Cependant, et bien que le caniche apparemment en soit un leitmotiv moins douloureux, le malaise que dénonce General Idea précède l’apparition du Sida. Car ce que récuse leur collectif, c’est l’héritage de l’artiste unique et génial, et son hégémonie; ce que méprise l’élection de Miss General Idea (1971), c’est le culte de la beauté frelatée; ce qu’ils attaquent dans la publicité, c’est son fascisme latent (Nazi Milk, 1979-1980), parce qu’il devient manifeste à force d’être répété; ce qu’exposent les 432 assiettes peintes en mires (les six bandes colorées du poste télé à l’arrêt) de Test Pattern (1988), ce n’est pas seulement le vide de la télévision, mais le vertige fixe de ce vide — sa capacité hypnotique.

On loue, pour l’occasion, l’intuition visionnaire des créations de General Idea. Mais, en vérité, une part de leur subversion a péri avec ses œuvres, et ces louanges ont des manières d’indulgence. Face à ce que la société des masses, et sa télévision, et sa publicité, et ses images, sont devenues, les charges du collectif ont quelque chose de daté, et de naïf. C’est que chacune de ses charges, prise indépendamment des autres, avait une visée trop précise; et les cibles, depuis, ont bougé.

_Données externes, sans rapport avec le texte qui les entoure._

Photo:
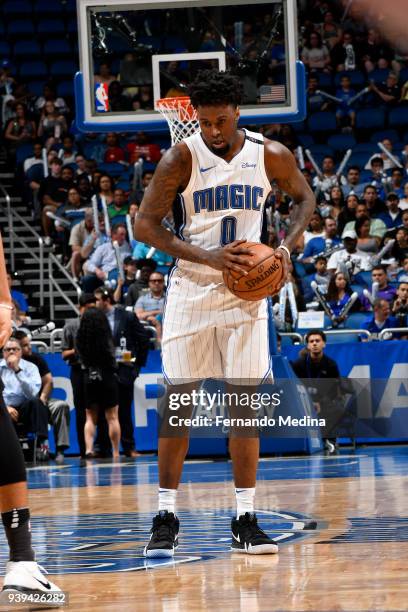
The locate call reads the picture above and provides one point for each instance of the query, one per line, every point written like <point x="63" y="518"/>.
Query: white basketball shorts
<point x="209" y="333"/>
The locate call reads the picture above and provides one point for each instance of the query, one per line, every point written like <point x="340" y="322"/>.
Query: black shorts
<point x="102" y="393"/>
<point x="12" y="468"/>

Tandis que vue d’ensemble, leur œuvre, pour confuse et hétéroclite qu’elle apparaisse, et parce que confuse et hétéroclite, laisse encore filtrer une amertume diffuse et persistante, une «idée générale» des images de la modernité qui, elle, est demeurée.

Confusément donc, General Idea décrit un monde immonde qui, sans souci mais par inertie, se munit d’images sans vie et sans imaginaire pour se prémunir de lui-même, et ignore et s’ignore, un monde qui va, peu à peu, façonnant ses fictions à la hauteur de ses peurs.